Mia comprenderà allora che la freddezza della madre è solo il suo modo di proteggersi, e quel distacco che la feriva, così disumano si rivelerà essenzialmente come la più lucida razionalità. Il legno si ammorbidisce.
L’incontro così diviene possibile, ma il prezzo è una difficile verità.
Madre e figlia si conoscono e riconoscono. Attraverso le parole non dette, scritte, lette.
Due anime di legno, immobili e imperscrutabili, che confluiscono l’una nella vita dell’altra ritrovando quel legame unico che esiste solo tra madre e figlia.
“Ma vedi, nella storia di ogni persona c’è una diga. Da una parte, l’acqua che cresce e scalcia ed è energia. Oltre lo sbarramento, la terraferma. Tu di me sai la terraferma. E allora ti racconto l’acqua che non hai mai visto.”
Carcasi è tagliente, abile a usare le parole come spade.
“Mia madre mi ha spiegato che capita, ci sono pazienti che sentono il dolore dove non può esserci. Se togli a un uomo la gamba destra, anche a distanza di anni, ci saranno giorni in cui ti dirà che sente la gamba stanca, sì, la destra, gli farà male, proprio la destra. Possiamo smettere di parlarne, possiamo fare in modo che gli altri smettano di parlarne, possiamo annullare una parte di noi e andare avanti, ma il corpo ha una memoria infallibile, si ricorda la sensazione di gambe e braccia anche quando non ci sono più.
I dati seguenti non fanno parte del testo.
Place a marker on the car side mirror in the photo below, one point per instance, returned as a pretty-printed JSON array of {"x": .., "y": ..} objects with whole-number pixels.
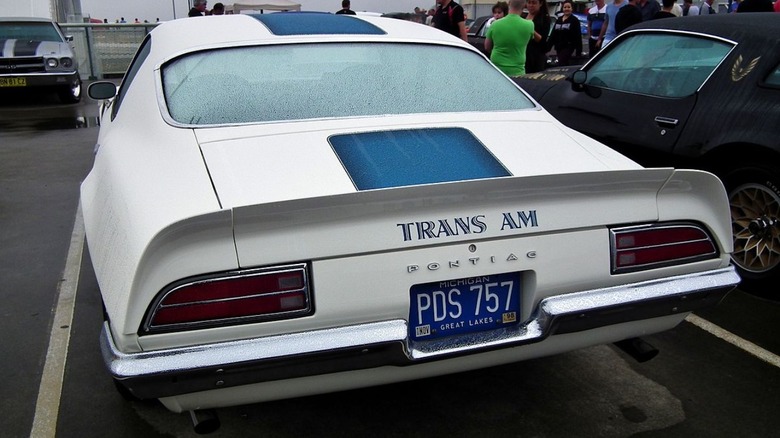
[
  {"x": 578, "y": 84},
  {"x": 578, "y": 80},
  {"x": 102, "y": 90}
]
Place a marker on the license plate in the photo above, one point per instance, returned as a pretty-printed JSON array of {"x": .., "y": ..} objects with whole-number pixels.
[
  {"x": 465, "y": 305},
  {"x": 13, "y": 82}
]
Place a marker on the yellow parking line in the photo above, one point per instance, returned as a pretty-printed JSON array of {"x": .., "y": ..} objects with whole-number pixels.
[
  {"x": 50, "y": 390},
  {"x": 731, "y": 338}
]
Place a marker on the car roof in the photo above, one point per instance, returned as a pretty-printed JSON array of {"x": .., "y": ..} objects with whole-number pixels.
[
  {"x": 25, "y": 19},
  {"x": 176, "y": 37},
  {"x": 735, "y": 27}
]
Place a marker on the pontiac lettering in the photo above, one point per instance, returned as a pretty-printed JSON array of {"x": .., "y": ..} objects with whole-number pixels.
[
  {"x": 435, "y": 266},
  {"x": 478, "y": 224}
]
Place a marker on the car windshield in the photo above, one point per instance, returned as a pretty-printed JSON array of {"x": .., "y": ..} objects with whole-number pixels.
[
  {"x": 658, "y": 64},
  {"x": 309, "y": 81},
  {"x": 29, "y": 31}
]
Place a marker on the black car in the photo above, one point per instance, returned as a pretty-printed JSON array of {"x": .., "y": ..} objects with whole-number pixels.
[{"x": 700, "y": 92}]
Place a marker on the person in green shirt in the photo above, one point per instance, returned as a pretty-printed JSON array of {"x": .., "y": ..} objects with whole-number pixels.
[{"x": 508, "y": 38}]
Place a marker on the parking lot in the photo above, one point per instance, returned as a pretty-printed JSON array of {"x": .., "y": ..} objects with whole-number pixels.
[{"x": 717, "y": 375}]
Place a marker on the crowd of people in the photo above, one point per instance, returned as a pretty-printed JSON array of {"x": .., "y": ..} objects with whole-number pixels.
[{"x": 521, "y": 32}]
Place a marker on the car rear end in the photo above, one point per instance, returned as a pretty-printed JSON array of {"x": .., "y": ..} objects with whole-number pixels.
[
  {"x": 347, "y": 235},
  {"x": 347, "y": 291}
]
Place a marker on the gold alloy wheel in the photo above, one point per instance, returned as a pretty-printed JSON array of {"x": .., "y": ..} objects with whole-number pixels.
[{"x": 755, "y": 212}]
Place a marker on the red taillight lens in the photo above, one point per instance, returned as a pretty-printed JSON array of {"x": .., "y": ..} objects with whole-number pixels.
[
  {"x": 636, "y": 248},
  {"x": 232, "y": 298}
]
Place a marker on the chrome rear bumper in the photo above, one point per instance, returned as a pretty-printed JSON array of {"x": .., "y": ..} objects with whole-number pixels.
[{"x": 164, "y": 373}]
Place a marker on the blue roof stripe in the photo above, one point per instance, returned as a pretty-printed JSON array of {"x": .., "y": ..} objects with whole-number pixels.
[
  {"x": 378, "y": 160},
  {"x": 313, "y": 23}
]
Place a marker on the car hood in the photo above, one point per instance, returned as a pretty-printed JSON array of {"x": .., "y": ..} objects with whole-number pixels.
[
  {"x": 307, "y": 160},
  {"x": 22, "y": 48},
  {"x": 538, "y": 84}
]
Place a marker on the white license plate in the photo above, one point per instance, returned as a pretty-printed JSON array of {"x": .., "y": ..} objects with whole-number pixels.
[{"x": 464, "y": 305}]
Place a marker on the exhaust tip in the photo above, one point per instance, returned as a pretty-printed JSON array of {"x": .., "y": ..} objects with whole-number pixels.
[
  {"x": 204, "y": 421},
  {"x": 638, "y": 348}
]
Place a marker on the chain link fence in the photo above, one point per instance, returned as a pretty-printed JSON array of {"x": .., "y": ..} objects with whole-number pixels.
[{"x": 105, "y": 50}]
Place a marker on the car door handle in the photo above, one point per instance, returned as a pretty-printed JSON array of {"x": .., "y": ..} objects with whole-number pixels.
[{"x": 666, "y": 122}]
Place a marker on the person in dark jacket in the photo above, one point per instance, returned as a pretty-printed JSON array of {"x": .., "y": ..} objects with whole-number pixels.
[
  {"x": 345, "y": 4},
  {"x": 628, "y": 16},
  {"x": 536, "y": 52},
  {"x": 566, "y": 36},
  {"x": 198, "y": 9}
]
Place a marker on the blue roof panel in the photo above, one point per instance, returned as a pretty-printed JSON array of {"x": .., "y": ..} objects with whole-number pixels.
[
  {"x": 386, "y": 159},
  {"x": 313, "y": 23}
]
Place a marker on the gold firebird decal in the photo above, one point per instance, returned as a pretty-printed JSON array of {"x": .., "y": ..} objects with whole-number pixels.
[{"x": 739, "y": 71}]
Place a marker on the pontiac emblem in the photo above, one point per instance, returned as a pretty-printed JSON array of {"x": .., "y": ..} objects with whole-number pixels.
[{"x": 739, "y": 71}]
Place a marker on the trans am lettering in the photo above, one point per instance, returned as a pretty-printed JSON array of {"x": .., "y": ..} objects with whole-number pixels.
[
  {"x": 443, "y": 228},
  {"x": 435, "y": 229},
  {"x": 519, "y": 219}
]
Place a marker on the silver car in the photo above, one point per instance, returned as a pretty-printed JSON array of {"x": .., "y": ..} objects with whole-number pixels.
[{"x": 34, "y": 53}]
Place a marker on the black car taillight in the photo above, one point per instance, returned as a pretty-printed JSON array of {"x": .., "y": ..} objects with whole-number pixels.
[
  {"x": 652, "y": 246},
  {"x": 232, "y": 298}
]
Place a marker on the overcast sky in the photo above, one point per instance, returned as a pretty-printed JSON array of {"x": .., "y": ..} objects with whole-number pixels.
[{"x": 164, "y": 9}]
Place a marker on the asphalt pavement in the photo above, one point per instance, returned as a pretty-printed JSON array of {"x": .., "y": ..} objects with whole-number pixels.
[{"x": 719, "y": 382}]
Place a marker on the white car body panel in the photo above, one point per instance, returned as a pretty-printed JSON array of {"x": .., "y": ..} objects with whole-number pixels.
[{"x": 166, "y": 202}]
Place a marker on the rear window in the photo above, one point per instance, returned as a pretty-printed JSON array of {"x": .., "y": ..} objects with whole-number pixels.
[
  {"x": 310, "y": 81},
  {"x": 658, "y": 64}
]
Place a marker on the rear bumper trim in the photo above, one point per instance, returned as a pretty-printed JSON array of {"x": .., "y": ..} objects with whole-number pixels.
[{"x": 163, "y": 373}]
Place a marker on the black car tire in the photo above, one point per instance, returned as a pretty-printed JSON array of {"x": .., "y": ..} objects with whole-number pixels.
[
  {"x": 70, "y": 93},
  {"x": 754, "y": 197}
]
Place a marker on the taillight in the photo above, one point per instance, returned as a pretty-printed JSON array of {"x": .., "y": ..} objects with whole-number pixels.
[
  {"x": 647, "y": 247},
  {"x": 232, "y": 298}
]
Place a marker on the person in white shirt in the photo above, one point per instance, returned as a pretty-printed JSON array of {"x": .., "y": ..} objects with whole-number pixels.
[{"x": 689, "y": 8}]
Si chiama “sindrome dell’arto fantasma”. Mia madre dice che è il dolore di una parte che manca, lo chiama “il dolore dell’assenza”.
Ampio il coinvolgimento emotivo. C’è una sorta di appartenenza alla storia che si sviluppa nel lettore.
Potrebbe accadermi, potrei viverlo, posso pensarlo.
È quotidianità, è la storia di due donne che affrontano la vita con le proprie forze.
Lo stile dell’autrice è evocativo. Frasi brevi, quasi fosse poesia, che costruiscono immagini intense.
La prosa scorrevole e la frammentazione delle immagini rendono il tono del romanzo colloquiale e coinvolgente.
In una moltitudine di personaggi che amano fino alla follia Mia riconoscerà una madre di legno e ritroverà in lei se stessa.
Ma soprattutto capirà che l’unica regola possibile non è scritta, ma dettata dall’amore. Che non controlli, che dilaga che distrugge e ricostruisce.